New rules raise bar for foreign firms

THE government has ordered foreign companies operating in reserved sectors of the economy to submit regularisation plans by January 31 as it moves to protect local players.

The Ministry of Industry and Commerce said the regulations under Statutory Instrument (SI) 215 of 2025 are intended to protect local enterprises, promote domestic capital formation and ensure profits generated in Zimbabwe remain within the country.

SI 215 of 2025 reserves key economic sectors for indigenous Zimbabweans and sets strict conditions under which foreign investors may continue operating. The move marks a significant shift in government policy, aimed at accelerating local ownership, employment creation and value retention, while compelling existing foreign businesses to either comply, divest, or exit restricted sectors.

The regulations, gazetted in December last year, create a clearer operating framework in sectors such as retail trade, transport services, advertising, estate agencies, bakeries, tobacco grading and other service industries.

In a statement, the Ministry called on foreigners currently operating in reserved sectors to submit their regularisation plans by the end of the month.

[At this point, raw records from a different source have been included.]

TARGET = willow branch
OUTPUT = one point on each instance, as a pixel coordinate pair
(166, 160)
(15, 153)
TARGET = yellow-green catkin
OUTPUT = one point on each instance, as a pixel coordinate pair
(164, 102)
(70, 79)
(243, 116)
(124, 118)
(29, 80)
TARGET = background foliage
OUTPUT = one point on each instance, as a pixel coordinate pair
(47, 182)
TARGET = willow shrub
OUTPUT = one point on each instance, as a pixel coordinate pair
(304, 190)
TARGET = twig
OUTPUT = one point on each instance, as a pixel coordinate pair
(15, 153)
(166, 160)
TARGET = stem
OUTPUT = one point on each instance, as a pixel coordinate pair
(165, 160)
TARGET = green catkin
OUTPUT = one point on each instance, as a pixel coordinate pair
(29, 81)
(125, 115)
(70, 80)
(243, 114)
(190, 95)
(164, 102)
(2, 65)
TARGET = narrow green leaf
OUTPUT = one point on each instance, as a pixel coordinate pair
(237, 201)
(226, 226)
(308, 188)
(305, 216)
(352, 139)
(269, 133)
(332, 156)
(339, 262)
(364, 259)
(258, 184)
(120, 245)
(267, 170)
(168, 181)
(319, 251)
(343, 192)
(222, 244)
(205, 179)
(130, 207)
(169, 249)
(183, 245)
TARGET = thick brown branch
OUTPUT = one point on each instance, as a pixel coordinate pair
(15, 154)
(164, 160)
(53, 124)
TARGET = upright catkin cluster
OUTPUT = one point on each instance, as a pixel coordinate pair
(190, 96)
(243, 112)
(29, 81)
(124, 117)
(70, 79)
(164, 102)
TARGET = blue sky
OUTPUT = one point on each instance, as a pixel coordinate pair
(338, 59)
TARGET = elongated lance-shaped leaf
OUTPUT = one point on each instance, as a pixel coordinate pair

“All foreigners operating in the Reserved Sectors must submit Regularisation Plans by the 31st of January 2026 at any Ministry of Industry and Commerce office in Harare, Bulawayo, Masvingo, Mutare, Chinhoyi, Gweru, Bindura, Marondera, Gwanda, and Lupane,” it said.

The ministry said proof of payment of the Standards Development Fund (SDF) Levy is a prerequisite for submitting the regularisation plans.

To ease compliance, the government has allowed SDF Levies to be paid directly at the Ministry of Industry and Commerce offices located at Mukwati Building in Harare.

Under SI 215 of 2025, foreign entities are barred from operating in sectors such as artisanal mining, bakeries, advertising agencies, salons, employment agencies, and the local arts and crafts  industry.

Foreigners wishing to operate in partially reserved sectors such as retail and haulage must meet strict investment and employment thresholds and commit to majority local ownership. In retail, foreign investors are required to invest a minimum of US$20 million and employ at least 200 full-time workers.

In the haulage industry, foreign firms must invest at least US$10 million and employ a minimum of 100 workers. Grain milling requires an investment of US$25 million and at least 50 employees, while shipping and forwarding firms must invest US$1 million and employ at least 20 people.

The transport, estate agency and customs clearing sectors remain exclusively reserved for Zimbabweans, with limited exceptions for established international
brands.

Existing foreign-owned businesses operating in reserved sectors have been given three years to divest, with a requirement to sell at least 75% of their shareholding to Zimbabwean citizens at a rate of 25% per year.

“Regularisation plans must be addressed to the Permanent Secretary, Ministry of Industry and Commerce,” the ministry said.